ECLI:NL:CRVB:2022:1495
Centrale Raad van Beroep
- Hoger beroep
- J.T.H. Zimmerman
- Rechtspraak.nl
Toekenning van een toelage onregelmatige dienst (TOD) in het kader van een verplichte cursus
In deze zaak heeft de Centrale Raad van Beroep uitspraak gedaan op het hoger beroep van appellante tegen de beslissing van de rechtbank Den Haag. Appellante, werkzaam sinds 1 september 2008, verzocht om toekenning van een toelage onregelmatige dienst (TOD) voor de uren die zij heeft besteed aan een verplichte cursus op 19 november 2019. De minister van Sociale Zaken en Werkgelegenheid heeft dit verzoek afgewezen, met het argument dat de TOD bedoeld is voor ambtenaren die regelmatig onregelmatige diensten draaien, en dat de cursusuren niet onder deze regeling vallen. De rechtbank heeft het beroep van appellante ongegrond verklaard, wat door de Centrale Raad van Beroep is bevestigd.

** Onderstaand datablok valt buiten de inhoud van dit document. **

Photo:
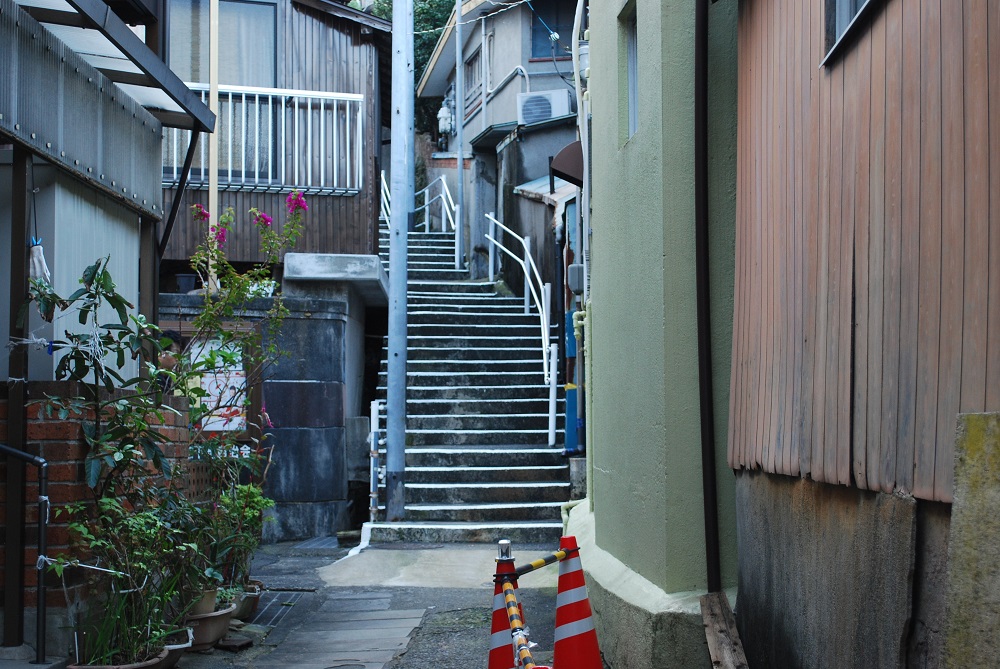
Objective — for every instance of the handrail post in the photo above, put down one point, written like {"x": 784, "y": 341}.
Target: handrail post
{"x": 492, "y": 250}
{"x": 43, "y": 547}
{"x": 444, "y": 205}
{"x": 458, "y": 247}
{"x": 373, "y": 467}
{"x": 527, "y": 261}
{"x": 553, "y": 362}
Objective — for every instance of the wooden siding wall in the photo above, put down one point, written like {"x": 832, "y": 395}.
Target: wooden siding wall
{"x": 320, "y": 53}
{"x": 868, "y": 242}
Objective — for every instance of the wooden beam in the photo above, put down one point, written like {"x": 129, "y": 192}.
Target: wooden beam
{"x": 720, "y": 632}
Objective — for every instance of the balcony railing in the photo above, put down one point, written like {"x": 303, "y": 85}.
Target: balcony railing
{"x": 274, "y": 140}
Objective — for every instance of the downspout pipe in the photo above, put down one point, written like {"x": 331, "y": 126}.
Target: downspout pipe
{"x": 705, "y": 395}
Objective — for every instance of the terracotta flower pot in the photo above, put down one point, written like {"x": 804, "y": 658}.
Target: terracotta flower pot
{"x": 206, "y": 604}
{"x": 148, "y": 664}
{"x": 210, "y": 627}
{"x": 247, "y": 606}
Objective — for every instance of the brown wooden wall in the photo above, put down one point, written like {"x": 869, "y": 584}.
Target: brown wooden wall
{"x": 868, "y": 241}
{"x": 319, "y": 53}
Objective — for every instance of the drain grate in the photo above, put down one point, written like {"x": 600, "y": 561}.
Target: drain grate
{"x": 319, "y": 542}
{"x": 275, "y": 605}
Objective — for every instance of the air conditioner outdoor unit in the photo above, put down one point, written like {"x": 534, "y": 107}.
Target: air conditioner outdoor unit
{"x": 543, "y": 105}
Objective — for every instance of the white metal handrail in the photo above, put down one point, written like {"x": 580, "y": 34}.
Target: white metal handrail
{"x": 376, "y": 471}
{"x": 550, "y": 351}
{"x": 447, "y": 204}
{"x": 530, "y": 269}
{"x": 386, "y": 197}
{"x": 273, "y": 139}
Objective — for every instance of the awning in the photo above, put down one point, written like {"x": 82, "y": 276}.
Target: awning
{"x": 538, "y": 190}
{"x": 93, "y": 30}
{"x": 568, "y": 163}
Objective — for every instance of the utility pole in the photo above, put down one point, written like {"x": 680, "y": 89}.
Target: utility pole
{"x": 459, "y": 138}
{"x": 213, "y": 139}
{"x": 401, "y": 191}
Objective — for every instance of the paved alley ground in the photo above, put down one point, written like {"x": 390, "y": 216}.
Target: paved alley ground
{"x": 392, "y": 606}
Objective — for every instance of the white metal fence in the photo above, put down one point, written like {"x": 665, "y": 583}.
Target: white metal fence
{"x": 275, "y": 140}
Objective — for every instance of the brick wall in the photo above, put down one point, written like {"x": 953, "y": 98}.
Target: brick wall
{"x": 61, "y": 443}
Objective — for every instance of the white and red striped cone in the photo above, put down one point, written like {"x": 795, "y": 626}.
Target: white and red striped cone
{"x": 575, "y": 638}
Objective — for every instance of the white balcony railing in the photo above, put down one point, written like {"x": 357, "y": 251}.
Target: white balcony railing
{"x": 274, "y": 140}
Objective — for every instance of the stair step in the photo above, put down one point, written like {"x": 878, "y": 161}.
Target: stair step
{"x": 472, "y": 392}
{"x": 426, "y": 285}
{"x": 419, "y": 379}
{"x": 532, "y": 511}
{"x": 457, "y": 353}
{"x": 487, "y": 422}
{"x": 420, "y": 437}
{"x": 469, "y": 474}
{"x": 480, "y": 319}
{"x": 507, "y": 340}
{"x": 462, "y": 366}
{"x": 483, "y": 407}
{"x": 486, "y": 493}
{"x": 483, "y": 456}
{"x": 518, "y": 532}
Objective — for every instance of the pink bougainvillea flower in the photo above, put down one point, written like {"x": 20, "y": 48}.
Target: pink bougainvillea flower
{"x": 219, "y": 233}
{"x": 295, "y": 202}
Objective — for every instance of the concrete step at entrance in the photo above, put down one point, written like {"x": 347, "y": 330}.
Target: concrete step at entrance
{"x": 519, "y": 532}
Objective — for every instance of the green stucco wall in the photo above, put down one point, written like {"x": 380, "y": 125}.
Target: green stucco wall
{"x": 643, "y": 404}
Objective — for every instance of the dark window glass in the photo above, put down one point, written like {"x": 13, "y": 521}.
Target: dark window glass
{"x": 558, "y": 16}
{"x": 839, "y": 15}
{"x": 246, "y": 42}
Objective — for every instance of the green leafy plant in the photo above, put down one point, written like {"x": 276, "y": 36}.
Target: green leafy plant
{"x": 154, "y": 546}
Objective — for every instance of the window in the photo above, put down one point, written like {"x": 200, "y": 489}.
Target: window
{"x": 247, "y": 38}
{"x": 473, "y": 80}
{"x": 551, "y": 16}
{"x": 841, "y": 15}
{"x": 632, "y": 73}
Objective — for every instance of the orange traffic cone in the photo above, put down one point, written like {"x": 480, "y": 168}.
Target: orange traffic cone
{"x": 575, "y": 638}
{"x": 501, "y": 641}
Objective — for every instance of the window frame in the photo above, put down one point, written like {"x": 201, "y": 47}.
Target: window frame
{"x": 536, "y": 25}
{"x": 837, "y": 44}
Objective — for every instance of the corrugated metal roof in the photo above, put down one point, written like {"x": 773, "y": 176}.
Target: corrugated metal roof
{"x": 92, "y": 29}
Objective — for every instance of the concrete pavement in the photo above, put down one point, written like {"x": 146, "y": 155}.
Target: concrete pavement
{"x": 393, "y": 606}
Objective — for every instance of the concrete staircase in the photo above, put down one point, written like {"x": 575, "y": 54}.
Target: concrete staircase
{"x": 478, "y": 464}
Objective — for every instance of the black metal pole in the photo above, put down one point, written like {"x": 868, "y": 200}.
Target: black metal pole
{"x": 43, "y": 547}
{"x": 13, "y": 626}
{"x": 705, "y": 395}
{"x": 175, "y": 205}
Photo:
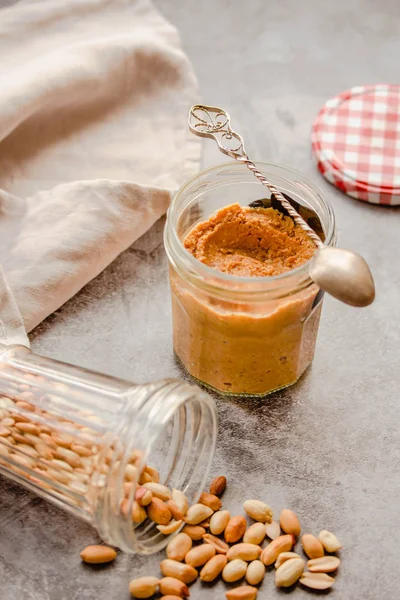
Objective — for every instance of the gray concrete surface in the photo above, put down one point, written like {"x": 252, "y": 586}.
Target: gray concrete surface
{"x": 330, "y": 447}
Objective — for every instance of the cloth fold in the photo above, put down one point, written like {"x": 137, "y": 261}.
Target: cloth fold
{"x": 93, "y": 140}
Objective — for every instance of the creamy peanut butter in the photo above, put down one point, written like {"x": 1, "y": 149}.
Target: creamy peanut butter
{"x": 251, "y": 348}
{"x": 250, "y": 242}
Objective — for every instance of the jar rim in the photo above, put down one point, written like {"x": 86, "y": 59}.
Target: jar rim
{"x": 211, "y": 278}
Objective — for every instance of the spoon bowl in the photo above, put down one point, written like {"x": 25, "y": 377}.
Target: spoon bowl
{"x": 344, "y": 275}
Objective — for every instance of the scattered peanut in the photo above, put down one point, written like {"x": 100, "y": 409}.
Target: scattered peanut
{"x": 325, "y": 564}
{"x": 179, "y": 546}
{"x": 158, "y": 511}
{"x": 144, "y": 587}
{"x": 255, "y": 534}
{"x": 210, "y": 500}
{"x": 289, "y": 572}
{"x": 170, "y": 528}
{"x": 235, "y": 529}
{"x": 255, "y": 572}
{"x": 219, "y": 521}
{"x": 197, "y": 557}
{"x": 312, "y": 546}
{"x": 181, "y": 571}
{"x": 273, "y": 530}
{"x": 220, "y": 546}
{"x": 244, "y": 551}
{"x": 213, "y": 567}
{"x": 97, "y": 555}
{"x": 289, "y": 522}
{"x": 284, "y": 556}
{"x": 317, "y": 581}
{"x": 180, "y": 500}
{"x": 174, "y": 587}
{"x": 329, "y": 541}
{"x": 197, "y": 513}
{"x": 195, "y": 532}
{"x": 143, "y": 496}
{"x": 245, "y": 592}
{"x": 257, "y": 510}
{"x": 218, "y": 485}
{"x": 174, "y": 510}
{"x": 138, "y": 513}
{"x": 234, "y": 570}
{"x": 281, "y": 544}
{"x": 158, "y": 490}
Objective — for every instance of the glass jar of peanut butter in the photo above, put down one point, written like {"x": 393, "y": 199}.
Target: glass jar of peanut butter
{"x": 245, "y": 312}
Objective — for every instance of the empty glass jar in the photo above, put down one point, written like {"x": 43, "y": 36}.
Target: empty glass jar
{"x": 85, "y": 441}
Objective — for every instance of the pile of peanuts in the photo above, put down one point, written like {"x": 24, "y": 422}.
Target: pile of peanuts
{"x": 68, "y": 458}
{"x": 220, "y": 544}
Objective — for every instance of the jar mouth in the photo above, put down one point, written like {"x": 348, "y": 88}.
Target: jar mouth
{"x": 209, "y": 277}
{"x": 180, "y": 444}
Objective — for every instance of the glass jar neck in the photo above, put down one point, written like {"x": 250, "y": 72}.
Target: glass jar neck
{"x": 207, "y": 192}
{"x": 173, "y": 426}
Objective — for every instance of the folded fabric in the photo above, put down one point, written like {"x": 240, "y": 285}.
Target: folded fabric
{"x": 93, "y": 139}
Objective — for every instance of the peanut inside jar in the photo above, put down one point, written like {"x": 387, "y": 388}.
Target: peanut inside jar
{"x": 253, "y": 347}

De Raad oordeelt dat de cursusuren wel als arbeidstijd worden erkend, maar dat deze niet voldoen aan de voorwaarden voor de toekenning van de TOD. De Raad benadrukt dat de regeling is bedoeld voor ambtenaren die volgens een vast patroon onregelmatige diensten draaien. Appellante heeft niet aangetoond dat zij regelmatig of vrij regelmatig arbeid heeft verricht op andere tijden dan de reguliere werktijden. De Raad concludeert dat het hoger beroep van appellante niet slaagt en bevestigt de uitspraak van de rechtbank, met verbetering van de gronden. Er is geen aanleiding voor een veroordeling in de proceskosten.